Why I Didn't Choose 138% Greater Peabody Energy Retail Notes Recovery

| About: Peabody Energy (BTU)

Summary

I want to figure out why I along with other educated investors chose the risky .21 stock recovery on our Peabody Energy retail notes vs. 138% more, all in cash?

How were we supposed to make an educated decision on which option to choose?

I reached out to David Hartie at KCC and Brad Brasser at Jones Day for their comments on the above.

I am trying to figure out why I along with MBAs, CPAs, CFAs, a former $2 billion mutual fund manager, etc. chose the riskier option for recovery on our Peabody Energy (NYSE:BTU) retail notes vs. a 138% greater recovery with no market risk or additional capital at risk?

We were given the option to accept a .21 recovery which involved the risk of having to cough up an additional 12.38% in cash to invest in the new Peabody Energy shares to get this recovery. Our other option was in the SECOND AMENDED JOINT PLAN OF REORGANIZATION OF DEBTORS AND DEBTORS IN POSSESSION AS REVISED MARCH 15, 2017. They bumped the cash pool maximum up to $75M in versus the earlier plan. It stated, if less than $150M face value of bonds elected a cash pool payment, you could get a 50% recovery. If more bondholders elected cash, you will get less than 50% recovery.

You needed a crystal ball to take the cash; the recovery could have even been .03 on the dollar especially given how unfair the Peabody Energy reorganization plan has been to all but the co-proponents of the plan (and the Peabody Energy senior management team). So much for equal treatment of those that owned the exact security. The cash recovery was a strange thing to offer. There was no way even a gambler could handicap the odds. It was smoke and mirrors. It was even discussed in court as evidence the unsecured committee was meeting their obligation to represent us. This obviously wasn't the case.

I was just told the Peabody Energy retail noteholders who have elected to receive cash from the cash pool will receive around 50% of their principal amount in 2 installments, in 100 days and 190 days after emerging from bankruptcy date. That works out to .50 on the dollar, 138% more than my recovery!

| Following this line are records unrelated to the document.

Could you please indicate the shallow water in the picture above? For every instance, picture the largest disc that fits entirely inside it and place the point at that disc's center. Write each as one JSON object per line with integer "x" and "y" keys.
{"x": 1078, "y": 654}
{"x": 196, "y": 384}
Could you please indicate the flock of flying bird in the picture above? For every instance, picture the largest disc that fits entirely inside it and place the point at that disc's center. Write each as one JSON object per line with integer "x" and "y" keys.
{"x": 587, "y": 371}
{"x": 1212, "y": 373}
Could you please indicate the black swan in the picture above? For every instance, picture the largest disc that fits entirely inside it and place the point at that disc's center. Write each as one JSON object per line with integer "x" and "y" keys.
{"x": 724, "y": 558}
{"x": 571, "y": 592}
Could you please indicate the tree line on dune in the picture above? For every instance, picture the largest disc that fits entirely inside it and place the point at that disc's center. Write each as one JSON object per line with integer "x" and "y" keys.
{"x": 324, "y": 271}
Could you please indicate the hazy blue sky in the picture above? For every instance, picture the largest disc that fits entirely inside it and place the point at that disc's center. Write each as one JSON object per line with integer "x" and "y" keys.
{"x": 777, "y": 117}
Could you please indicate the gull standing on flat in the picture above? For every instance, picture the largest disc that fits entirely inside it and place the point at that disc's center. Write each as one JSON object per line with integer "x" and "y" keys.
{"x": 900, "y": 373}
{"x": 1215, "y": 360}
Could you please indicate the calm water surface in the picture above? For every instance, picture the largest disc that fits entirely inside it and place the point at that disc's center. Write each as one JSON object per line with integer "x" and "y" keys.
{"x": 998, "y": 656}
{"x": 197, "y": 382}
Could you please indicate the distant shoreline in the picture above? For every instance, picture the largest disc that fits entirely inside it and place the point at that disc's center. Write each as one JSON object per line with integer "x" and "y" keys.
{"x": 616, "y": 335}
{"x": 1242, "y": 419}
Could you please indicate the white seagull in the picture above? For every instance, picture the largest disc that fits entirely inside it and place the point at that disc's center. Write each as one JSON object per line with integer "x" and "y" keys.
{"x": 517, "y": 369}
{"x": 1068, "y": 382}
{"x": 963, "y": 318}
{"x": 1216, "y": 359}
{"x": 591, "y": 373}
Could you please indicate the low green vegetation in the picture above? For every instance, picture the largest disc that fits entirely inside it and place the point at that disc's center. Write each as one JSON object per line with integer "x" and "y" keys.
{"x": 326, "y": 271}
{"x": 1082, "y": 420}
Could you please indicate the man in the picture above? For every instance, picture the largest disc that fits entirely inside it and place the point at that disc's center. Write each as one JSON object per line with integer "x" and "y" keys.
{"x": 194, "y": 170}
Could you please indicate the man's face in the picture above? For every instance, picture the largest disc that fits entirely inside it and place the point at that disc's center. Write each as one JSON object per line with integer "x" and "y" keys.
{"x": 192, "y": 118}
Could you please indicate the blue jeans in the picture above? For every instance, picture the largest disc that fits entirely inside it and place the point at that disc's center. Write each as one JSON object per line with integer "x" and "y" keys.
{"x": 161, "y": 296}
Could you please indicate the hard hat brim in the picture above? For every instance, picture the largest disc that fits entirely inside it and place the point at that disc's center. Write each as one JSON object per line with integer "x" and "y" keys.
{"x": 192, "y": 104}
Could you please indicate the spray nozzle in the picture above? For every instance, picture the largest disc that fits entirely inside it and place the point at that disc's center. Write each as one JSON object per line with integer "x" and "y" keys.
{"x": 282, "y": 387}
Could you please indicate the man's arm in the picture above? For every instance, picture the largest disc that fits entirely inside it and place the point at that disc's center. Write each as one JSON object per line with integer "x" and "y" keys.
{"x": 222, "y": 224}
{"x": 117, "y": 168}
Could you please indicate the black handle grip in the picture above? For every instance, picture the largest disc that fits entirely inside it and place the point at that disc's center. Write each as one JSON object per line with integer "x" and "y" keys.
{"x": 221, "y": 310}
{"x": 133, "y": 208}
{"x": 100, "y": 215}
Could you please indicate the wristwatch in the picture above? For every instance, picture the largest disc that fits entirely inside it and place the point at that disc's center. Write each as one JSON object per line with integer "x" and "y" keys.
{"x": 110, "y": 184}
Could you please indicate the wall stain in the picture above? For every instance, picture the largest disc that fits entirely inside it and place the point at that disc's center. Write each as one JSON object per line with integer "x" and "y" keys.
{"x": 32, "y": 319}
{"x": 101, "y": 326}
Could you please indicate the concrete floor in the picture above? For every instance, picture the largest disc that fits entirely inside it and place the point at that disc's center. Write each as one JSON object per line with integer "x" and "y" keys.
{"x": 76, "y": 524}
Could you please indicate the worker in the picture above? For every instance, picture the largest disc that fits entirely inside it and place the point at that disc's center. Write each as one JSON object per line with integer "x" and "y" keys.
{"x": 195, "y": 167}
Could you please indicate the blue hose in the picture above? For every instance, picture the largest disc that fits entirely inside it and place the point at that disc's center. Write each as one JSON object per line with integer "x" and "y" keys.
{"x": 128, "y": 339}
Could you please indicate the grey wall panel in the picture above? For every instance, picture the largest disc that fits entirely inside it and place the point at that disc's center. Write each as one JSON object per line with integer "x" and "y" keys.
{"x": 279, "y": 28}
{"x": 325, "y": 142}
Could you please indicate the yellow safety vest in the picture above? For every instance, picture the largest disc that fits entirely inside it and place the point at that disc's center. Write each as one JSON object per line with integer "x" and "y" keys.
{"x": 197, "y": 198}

I suspect a small amount of retail noteholders chose the cash recovery. They likely consisted mainly of investors who were not willing to invest another dime in Peabody Energy securities after the reorganization nightmare. If an educated group had trouble deciding on the options, imagine if someone less educated or 90 years old had to make this decision. I understand many retail noteholders didn't mail in a decision and ended up with a .06 Peabody Energy stock recovery.

I just emailed David Hartie of KCC (Peabody Energy Reorganization Plan Subscription Agent) and Brad Brasser of Jones Day (Peabody Energy Attorneys) to ask how were retail noteholders supposed to make an educated decision on either taking the .21 recovery that involved market risk and risking additional cash to buy Peabody Energy stock or taking the cash recovery? I also asked what was the process that enabled them to come up with the .50 cash recovery? I received no comment.

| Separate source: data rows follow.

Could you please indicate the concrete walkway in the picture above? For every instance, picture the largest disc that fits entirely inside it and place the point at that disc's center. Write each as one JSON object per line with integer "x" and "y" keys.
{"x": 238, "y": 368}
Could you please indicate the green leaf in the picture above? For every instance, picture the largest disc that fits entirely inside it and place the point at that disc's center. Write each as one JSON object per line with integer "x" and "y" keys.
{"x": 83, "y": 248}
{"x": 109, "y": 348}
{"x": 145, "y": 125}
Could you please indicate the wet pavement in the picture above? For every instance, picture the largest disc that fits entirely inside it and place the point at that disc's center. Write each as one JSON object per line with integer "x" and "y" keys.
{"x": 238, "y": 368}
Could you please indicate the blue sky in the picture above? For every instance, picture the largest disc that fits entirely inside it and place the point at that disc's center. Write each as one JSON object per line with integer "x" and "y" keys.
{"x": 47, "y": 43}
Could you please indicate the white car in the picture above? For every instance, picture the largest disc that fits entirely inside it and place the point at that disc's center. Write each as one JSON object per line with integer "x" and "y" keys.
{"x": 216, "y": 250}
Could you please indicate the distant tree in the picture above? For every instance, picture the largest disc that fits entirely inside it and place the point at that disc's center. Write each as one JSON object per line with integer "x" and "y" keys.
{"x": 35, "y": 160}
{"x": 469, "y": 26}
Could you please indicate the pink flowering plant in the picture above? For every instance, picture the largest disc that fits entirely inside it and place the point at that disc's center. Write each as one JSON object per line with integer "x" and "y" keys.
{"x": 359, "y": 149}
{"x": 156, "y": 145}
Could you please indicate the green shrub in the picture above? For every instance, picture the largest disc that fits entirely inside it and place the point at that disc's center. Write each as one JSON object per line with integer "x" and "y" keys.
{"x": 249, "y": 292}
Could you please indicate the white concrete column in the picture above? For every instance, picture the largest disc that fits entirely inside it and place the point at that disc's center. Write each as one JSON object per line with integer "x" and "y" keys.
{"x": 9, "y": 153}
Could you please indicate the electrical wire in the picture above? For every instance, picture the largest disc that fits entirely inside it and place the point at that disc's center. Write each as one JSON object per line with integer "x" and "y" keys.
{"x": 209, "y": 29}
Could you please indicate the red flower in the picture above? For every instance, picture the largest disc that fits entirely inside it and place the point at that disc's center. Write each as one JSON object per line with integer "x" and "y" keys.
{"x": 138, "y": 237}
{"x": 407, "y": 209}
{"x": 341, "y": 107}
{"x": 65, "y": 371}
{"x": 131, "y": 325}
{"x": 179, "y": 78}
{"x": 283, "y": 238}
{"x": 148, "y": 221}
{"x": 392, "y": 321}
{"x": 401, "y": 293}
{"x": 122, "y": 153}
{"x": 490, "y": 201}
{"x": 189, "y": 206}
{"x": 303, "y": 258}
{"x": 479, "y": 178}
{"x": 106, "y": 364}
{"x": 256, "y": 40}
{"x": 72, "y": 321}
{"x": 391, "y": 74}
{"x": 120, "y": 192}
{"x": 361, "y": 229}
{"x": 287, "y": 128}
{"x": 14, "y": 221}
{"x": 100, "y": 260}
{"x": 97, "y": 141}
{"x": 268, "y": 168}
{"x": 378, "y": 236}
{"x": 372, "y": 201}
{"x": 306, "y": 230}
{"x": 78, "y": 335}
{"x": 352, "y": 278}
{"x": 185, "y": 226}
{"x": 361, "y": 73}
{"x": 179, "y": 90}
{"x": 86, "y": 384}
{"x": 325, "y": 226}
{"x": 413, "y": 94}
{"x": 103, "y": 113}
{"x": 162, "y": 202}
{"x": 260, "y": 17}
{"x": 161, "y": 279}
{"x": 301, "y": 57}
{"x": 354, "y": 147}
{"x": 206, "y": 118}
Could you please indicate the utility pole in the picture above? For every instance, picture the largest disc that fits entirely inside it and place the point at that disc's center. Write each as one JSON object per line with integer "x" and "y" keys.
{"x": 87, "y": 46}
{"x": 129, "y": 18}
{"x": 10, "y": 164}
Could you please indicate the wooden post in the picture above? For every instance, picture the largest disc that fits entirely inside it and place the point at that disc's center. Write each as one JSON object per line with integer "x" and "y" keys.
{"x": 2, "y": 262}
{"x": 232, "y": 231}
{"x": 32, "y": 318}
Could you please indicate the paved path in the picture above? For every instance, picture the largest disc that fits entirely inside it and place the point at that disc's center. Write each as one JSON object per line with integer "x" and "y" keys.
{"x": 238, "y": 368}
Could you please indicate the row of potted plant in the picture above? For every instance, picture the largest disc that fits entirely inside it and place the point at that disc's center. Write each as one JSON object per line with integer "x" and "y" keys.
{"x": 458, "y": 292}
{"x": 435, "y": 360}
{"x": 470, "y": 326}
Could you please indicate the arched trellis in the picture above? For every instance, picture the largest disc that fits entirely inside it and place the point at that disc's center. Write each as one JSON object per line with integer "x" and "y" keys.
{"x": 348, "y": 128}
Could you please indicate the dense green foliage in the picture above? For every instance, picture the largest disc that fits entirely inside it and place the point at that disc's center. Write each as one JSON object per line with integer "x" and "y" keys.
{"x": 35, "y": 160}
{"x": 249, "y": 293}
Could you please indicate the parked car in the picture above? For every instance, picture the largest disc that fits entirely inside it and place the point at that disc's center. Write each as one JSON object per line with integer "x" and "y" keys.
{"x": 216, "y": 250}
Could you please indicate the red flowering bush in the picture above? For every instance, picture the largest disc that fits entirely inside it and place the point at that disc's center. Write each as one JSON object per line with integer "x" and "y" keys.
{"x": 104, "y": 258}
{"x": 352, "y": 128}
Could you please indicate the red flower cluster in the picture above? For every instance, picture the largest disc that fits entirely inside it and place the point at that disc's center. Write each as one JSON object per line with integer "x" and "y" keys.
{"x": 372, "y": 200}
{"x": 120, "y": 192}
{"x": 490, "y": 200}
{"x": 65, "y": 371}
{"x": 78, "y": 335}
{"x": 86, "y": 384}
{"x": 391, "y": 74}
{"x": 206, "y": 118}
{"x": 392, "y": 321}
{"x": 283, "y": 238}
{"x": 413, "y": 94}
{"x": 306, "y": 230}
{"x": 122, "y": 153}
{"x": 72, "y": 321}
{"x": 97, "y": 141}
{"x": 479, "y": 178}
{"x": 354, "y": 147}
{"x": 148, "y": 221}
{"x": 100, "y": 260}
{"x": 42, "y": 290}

I also asked David Hartie what would be the warrant allocation rate for the recovery on my Peabody Energy convertible bonds? He said there is no answer at this point. I asked him about this since my brokerage firm is clueless on the recovery of my convertible bonds.

There also is the unfinished business of former Peabody Energy retail noteholders seeking justice with their recent .06 and .21 recovery on their Peabody Energy 6s of 2018, 6.5s of 2020, 6.25s of 2021, and 7.875 of 2026 and no recovery I see on the 4.75 convertibles of 2066. Please message me on SeekingAlpha if you are a former Peabody Energy retail noteholders and you too would like to explore your options with me and other former Peabody Energy retail noteholders.

Since late last year, I have been keeping the SEC, USDOJ, The U.S. Trustee, and the Attorneys General of MO and NY very aware of how the retail noteholders and shareholders have been getting mistreated beyond comprehension with their investments in Peabody Energy.

I sold most of my BTU shares after they were received as a result of the Peabody Energy retail notes cancellation and rights offering. I have a small amount of shares left in a small Fidelity account. My Peabody Energy notes, which were $.79 in December, have been cancelled and are worthless. My Peabody Energy investment has dropped $90,000 from the December pricing.

Disclosure: I am/we are long A SMALL AMOUNT OF BTU SHARES AND BTU CONVERTIBLE BONDS WITH A TBD RECOVERY VALUE.

I wrote this article myself, and it expresses my own opinions. I am not receiving compensation for it (other than from Seeking Alpha). I have no business relationship with any company whose stock is mentioned in this article.